Although I think it would be neat if we could treat $\sigma$ as simply a continuum indices and compute away, it is probably wise to think about whether this is really justified. My gut tells me that these continuum indices are manifestly different than their countable counterparts and require a little more care than we have been providing so far.

Phew! 20K! I need some Gatorade (not mention Percocet!!) :)

Best wishes,
Eric

Posted by: Eric on July 27, 2004 10:00 PM | Permalink | Reply to this

Re: Still Trying

Hi Eric -

have we agreed if we are talking about parameterized or unparameterized loop space? I for one mean and always have meant parameterized loop space.

I am still a little confused about what you write, for instance because you have $X$ and $\gamma$ appearing together in your formulas as if this were two different things. Maybe by $\gamma$ you mean the unparameterized loop? At least on parameterized loop space $X:\left(0,2\pi \right)\to ℳ$ is the loop.

But I feel the discussion would benefit from some actual calculations.

Consider two vector fields $K$ and $V$ on parameterized loop space with components ${K}^{\left(\mu ,\sigma \right)}\left(X\right)={X}^{\prime \mu }\left(\sigma \right)$ and ${V}^{\left(\mu ,\sigma \right)}\left(X\right)=\mathrm{cos}\left({X}^{\lambda }\left(\sigma \right){X}^{\kappa }\left(\sigma \right){\eta }_{\lambda \kappa }\right){e}^{\mathrm{in}\sigma }$.

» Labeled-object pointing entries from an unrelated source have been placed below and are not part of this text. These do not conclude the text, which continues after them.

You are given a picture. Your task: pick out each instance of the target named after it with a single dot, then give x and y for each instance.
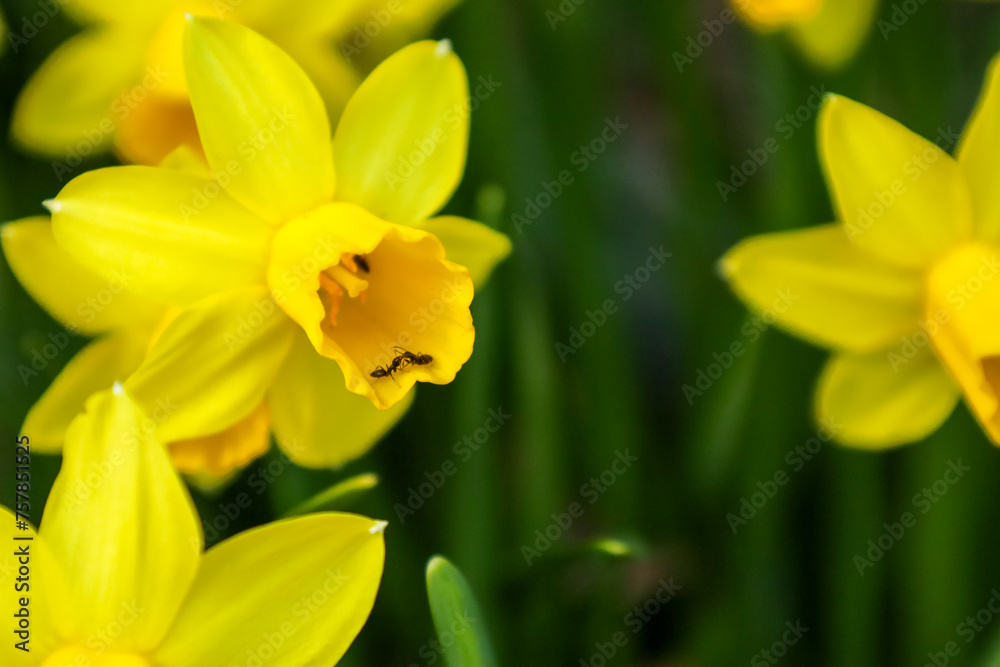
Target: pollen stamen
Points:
(337, 280)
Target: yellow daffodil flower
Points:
(124, 326)
(121, 81)
(904, 289)
(290, 283)
(116, 577)
(828, 32)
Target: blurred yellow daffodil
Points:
(124, 326)
(905, 288)
(121, 81)
(828, 32)
(117, 576)
(289, 284)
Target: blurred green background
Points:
(622, 391)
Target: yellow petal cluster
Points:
(904, 288)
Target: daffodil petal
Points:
(474, 245)
(400, 145)
(900, 196)
(119, 11)
(814, 283)
(40, 633)
(334, 77)
(120, 522)
(876, 400)
(172, 237)
(772, 14)
(154, 127)
(298, 591)
(81, 300)
(215, 455)
(94, 368)
(318, 423)
(833, 35)
(69, 107)
(212, 364)
(963, 295)
(261, 120)
(187, 160)
(977, 154)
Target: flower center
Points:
(380, 299)
(961, 317)
(339, 279)
(74, 656)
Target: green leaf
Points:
(460, 626)
(337, 497)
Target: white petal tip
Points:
(443, 48)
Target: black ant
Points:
(404, 358)
(362, 263)
(418, 359)
(387, 371)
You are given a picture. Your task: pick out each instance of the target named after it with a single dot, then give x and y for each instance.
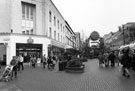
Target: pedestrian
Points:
(49, 62)
(14, 63)
(106, 61)
(133, 61)
(100, 58)
(126, 62)
(44, 61)
(33, 61)
(112, 58)
(21, 60)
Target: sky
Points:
(103, 16)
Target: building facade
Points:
(31, 27)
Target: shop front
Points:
(29, 50)
(26, 45)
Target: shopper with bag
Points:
(126, 62)
(44, 61)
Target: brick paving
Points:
(93, 79)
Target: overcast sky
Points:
(103, 16)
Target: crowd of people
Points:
(126, 59)
(18, 61)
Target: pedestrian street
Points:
(94, 78)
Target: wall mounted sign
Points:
(30, 40)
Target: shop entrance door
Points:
(28, 50)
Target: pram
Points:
(7, 74)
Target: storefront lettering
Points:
(6, 39)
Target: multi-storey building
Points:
(31, 27)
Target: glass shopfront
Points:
(28, 50)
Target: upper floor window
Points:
(54, 34)
(50, 32)
(61, 26)
(27, 11)
(58, 37)
(54, 21)
(23, 11)
(50, 16)
(58, 24)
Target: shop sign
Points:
(30, 40)
(94, 36)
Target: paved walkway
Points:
(93, 79)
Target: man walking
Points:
(44, 61)
(21, 60)
(112, 59)
(14, 63)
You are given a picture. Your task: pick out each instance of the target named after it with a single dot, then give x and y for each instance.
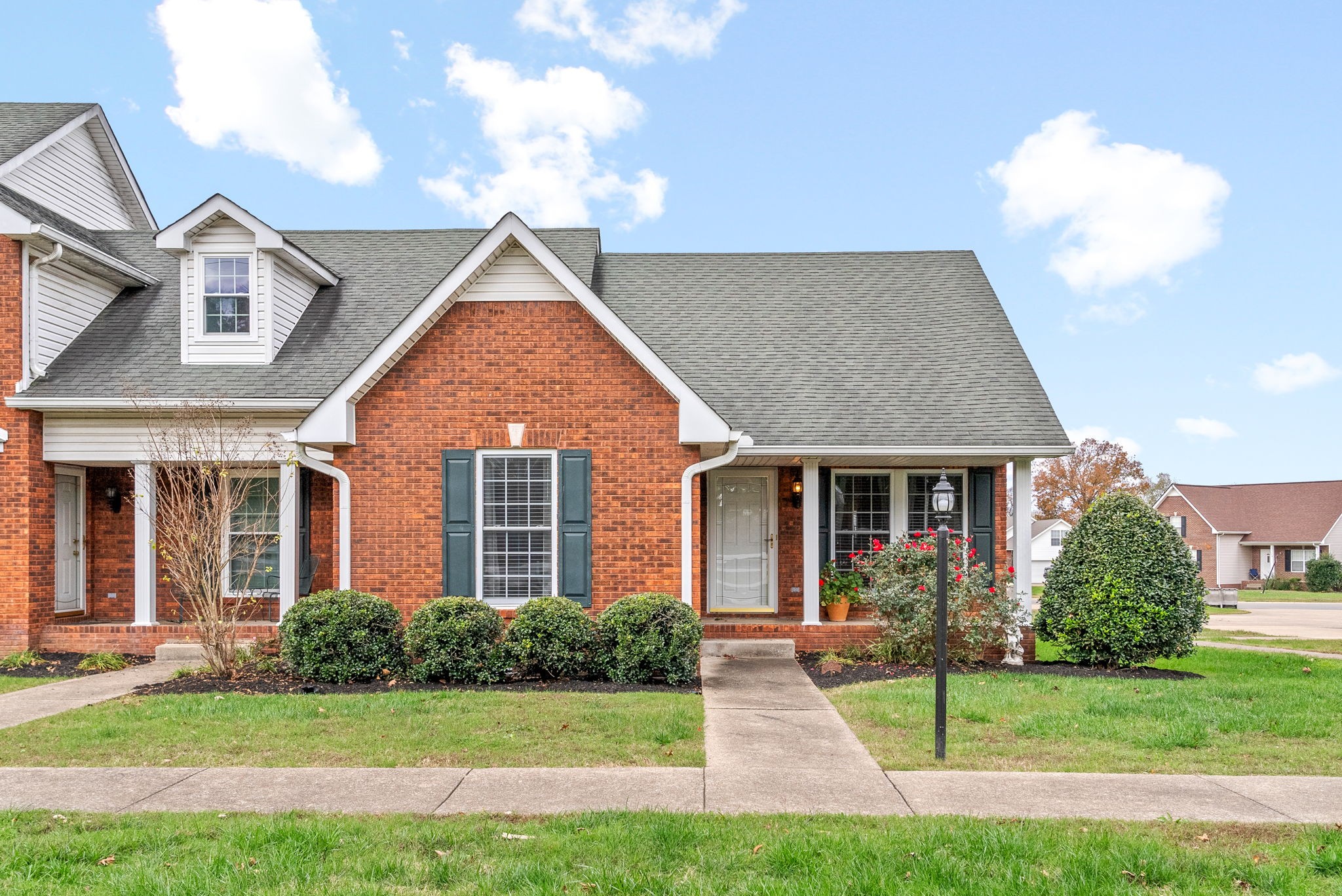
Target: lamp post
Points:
(942, 503)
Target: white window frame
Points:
(480, 517)
(898, 496)
(254, 301)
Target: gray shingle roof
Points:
(837, 348)
(22, 125)
(795, 349)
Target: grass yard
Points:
(395, 729)
(1252, 714)
(18, 682)
(655, 853)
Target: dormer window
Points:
(227, 294)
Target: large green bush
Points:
(455, 639)
(1324, 574)
(1124, 591)
(645, 637)
(343, 636)
(552, 637)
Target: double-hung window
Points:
(227, 293)
(517, 526)
(254, 538)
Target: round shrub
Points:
(1324, 574)
(341, 636)
(1124, 591)
(643, 637)
(455, 639)
(552, 637)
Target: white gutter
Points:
(687, 513)
(343, 479)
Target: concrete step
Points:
(749, 648)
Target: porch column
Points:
(288, 536)
(147, 510)
(1022, 558)
(811, 541)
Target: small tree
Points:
(215, 517)
(1124, 591)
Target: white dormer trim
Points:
(333, 420)
(117, 165)
(176, 236)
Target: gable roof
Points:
(1275, 513)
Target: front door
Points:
(69, 545)
(741, 541)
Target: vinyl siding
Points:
(67, 301)
(70, 177)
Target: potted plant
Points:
(839, 591)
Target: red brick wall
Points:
(482, 367)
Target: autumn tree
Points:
(1065, 487)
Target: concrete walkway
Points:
(42, 701)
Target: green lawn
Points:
(655, 853)
(18, 683)
(1252, 714)
(395, 729)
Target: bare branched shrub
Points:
(216, 527)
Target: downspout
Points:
(33, 372)
(343, 481)
(687, 513)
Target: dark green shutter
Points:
(826, 494)
(459, 522)
(575, 521)
(980, 499)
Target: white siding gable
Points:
(71, 177)
(516, 276)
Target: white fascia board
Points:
(333, 420)
(176, 236)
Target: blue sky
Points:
(1166, 251)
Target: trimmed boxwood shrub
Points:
(1124, 591)
(1324, 574)
(341, 636)
(552, 637)
(455, 639)
(643, 637)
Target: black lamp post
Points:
(942, 503)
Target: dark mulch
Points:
(65, 663)
(252, 681)
(859, 673)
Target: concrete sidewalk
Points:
(42, 701)
(1137, 797)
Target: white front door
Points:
(742, 538)
(69, 544)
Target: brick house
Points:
(497, 412)
(1242, 534)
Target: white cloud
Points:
(1101, 434)
(1203, 427)
(1132, 212)
(541, 133)
(1294, 372)
(252, 74)
(647, 26)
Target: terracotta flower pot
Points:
(836, 612)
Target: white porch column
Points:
(811, 541)
(145, 572)
(288, 536)
(1022, 558)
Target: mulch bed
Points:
(65, 663)
(859, 673)
(250, 681)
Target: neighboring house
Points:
(1250, 533)
(1046, 540)
(498, 412)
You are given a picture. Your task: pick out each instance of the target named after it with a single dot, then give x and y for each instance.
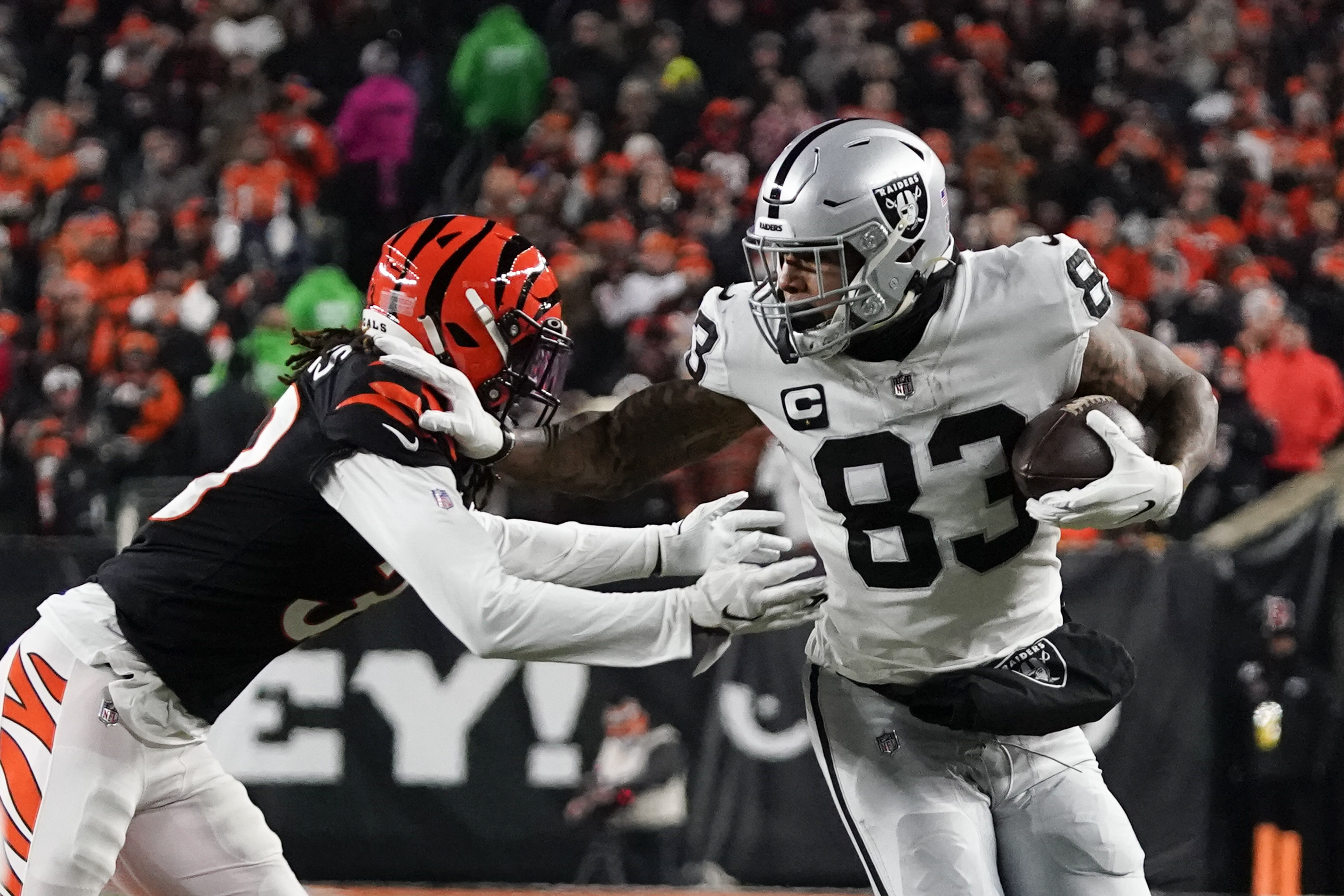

What is their Lie bracket?

You probably know how I would caclulate that, but I would like to see you calculating it in your notation. I am hoping seeing your notation in action will clarify it for me. (Of course I simply made up these vectors in order to have an example. Pick any other not too trivial vector fields if you like.)

Posted by: Urs Schreiber on July 28, 2004 10:41 AM | Permalink | PGP Sig | Reply to this

Re: Still Trying

Good morning :)

have we agreed if we are talking about parameterized or unparameterized loop space? I for one mean and always have meant parameterized loop space.

Too bad :) Did you at least draw the pictures I asked you to? :) After the pain I went through typing it, I hope you could at least do that! :)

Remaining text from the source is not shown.